陈希我 人民文学出版社2007年版 2020.2.1
《晒月亮》
“我”隐瞒妻儿去到“同学聚会”,回忆着中学时期那段寻求存在感而痴狂、混乱的往事,她和他实际般配、珠联璧合,而“我”的失落和无能让自我更加残忍、无情地去对待这一切。不断描绘着他的男性象征,模仿着他的男性象征却不得,直至此刻的相遇,在房里打开窗户让月光照射,宛若当年在后树林的晒月亮,更感受到自我存在意义的荒芜和虚无。(生男生女,鼻涕形状,《大势》中也出现)
《暗示》
“凌志”所谓偷、抢得到的财富孰真孰假难以言说,重要的是他的话语给予了“我”富有极强暗示性的作用,“我”本就感到自身的能力低下,中学时期倾慕或是有过接触的女孩成他的配偶,导致“我”无意识地去关注银行事件,又会在脑海中生发出无尽的想象,在其不成为现实时似有似无的冲动牵引着“我”去执行那未完成的幻想。
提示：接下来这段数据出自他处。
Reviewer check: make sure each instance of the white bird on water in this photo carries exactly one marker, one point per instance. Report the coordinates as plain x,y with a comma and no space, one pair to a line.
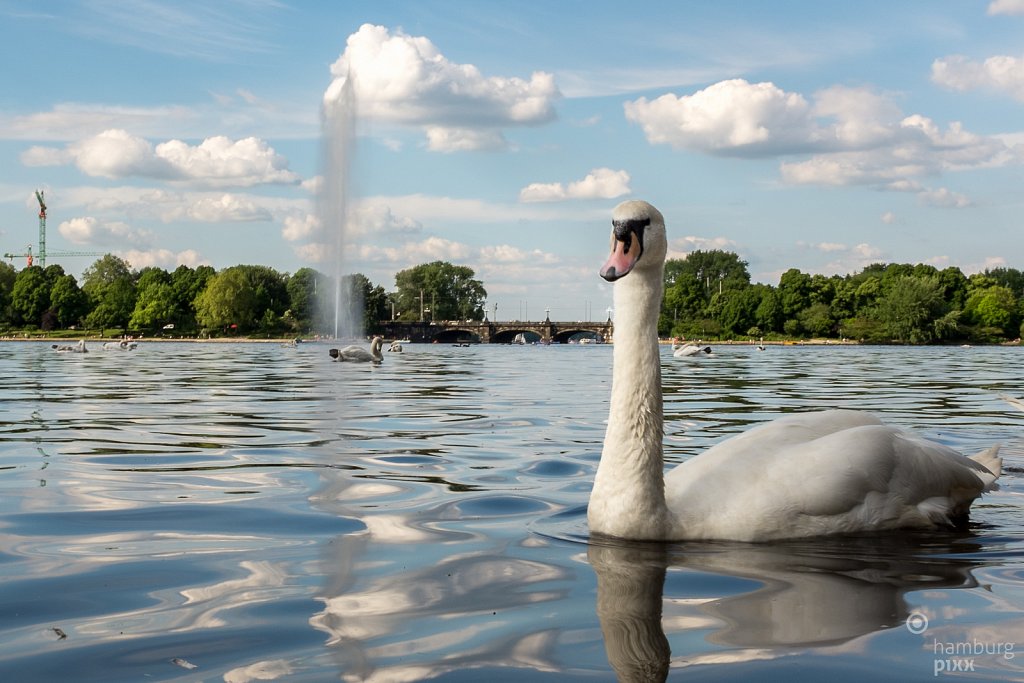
684,350
803,475
355,353
76,348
其实体现的是一种自我存在的无主体性和失落创伤。
《补肾》
以“我”的视角去窥探楼上夫妇的生活,男性的去势和女性体现出的看似不明而彰显出的幸福感使得“我”格外不平,这是一种无缘由、没有说服力的情绪宣泄,是将自我投射到对方身上之后产生的愤懑和苦闷,又或是对楼上妻子的肉身层面的渴求。“我”表现出一个妄想者对他人的主观臆断及施加于妻女的疼痛激发其内心的空虚和虚妄,但也填充了一定的情感。拿着望远镜到对面楼去探测楼上夫妻的接触、相处细节是其意识纷杂而外化的极端行为。(生活水平在物质上的满足却无法实现自我精神需求的渴望)
《我们的骨》
父母亲对瓢骨的执着,必须所有人认同其存在价值和意义,即有价格的标示和营养的补充,免费的瓢骨不愿意接受,便宜的瓢骨是被贬低消解的物质。在与小贩争执过程中显现的,其实那一个时代的生存者都有这样一种感知,每天飘零于生死边界线,遭人唾骂、送到警局的结果令其害怕,不是害怕“死”,而是害怕“生”,浑浑噩噩、行尸走肉般的“生”,遗忘过往、无谓耻辱、不思前路等个人所面对的生存困境实际是一个国家或民族应该应对的思考问题和抉择答案。
《我疼》
《旅游客》
与易卜生小说同名的娜拉反叛意识并非那么浓烈,她依附于在北京工作的丈夫海尔茂的经济支持,即使丈夫不上心也没有关系,海尔茂于她而言似乎只是金钱来源,但这也正是最大的保障了,她依然祈求着海尔茂给予的精神滋养。不过情感方面的这一切抚触却是来源于“我”,随传随到,爱字贯穿一生准则,在云南的旅游是最随心、快乐、放纵、逍遥的时光,但娜拉清醒地拒绝了“我”,重回到所谓的家庭,是屈服于现实生活的抉择,也是对灵魂境界坚守后的退败。作家娜拉一篇《旅游客》使“我”重燃爱火,但终究幻灭成尘。
《又见小芳》
《带刀的男人》
文学评论家与女诗人的一场搏斗和战争,基于文学与性别的反叛意识,抗击传统伦理道德,揭露存在于现实世界中最阴暗和最肮脏的一隅,女性以文学为武器对抗男性的刀具,体现的是一种迫于生活而灵肉冲突、心理交战的斗争。难得的第三人称叙事。
《上天堂》
众生万象,死亡缘由,揭露现世,办理丧事的家庭引发“我”对天堂的向往,当活着得不到所渴望的东西时,便无厘头、无依据地将这种希求的实现寄托于死亡,对电脑的喜爱导致其奔跑于河流、山崖,一路上会有不同人的声音与劝导,但“我”的私心和童真最终将“秘密”告诉了铁蛋,却致使铁蛋跌下悬崖而死亡。我们许多人正像“我”一样,因为无知、因为幼稚,误以为自我存在的意义之于当下会有不同的力量,向往一种最本真、自然且能够实现自我满足、超越的精神追求的异托邦,期待自我欲望的充实而达到极乐之巅;同时也会装饰成救世主的模样感动自我,实则害人害己,“死”有时有价值,能够给予奸恶者以决绝的反击,但更多时候是徒劳空茫的。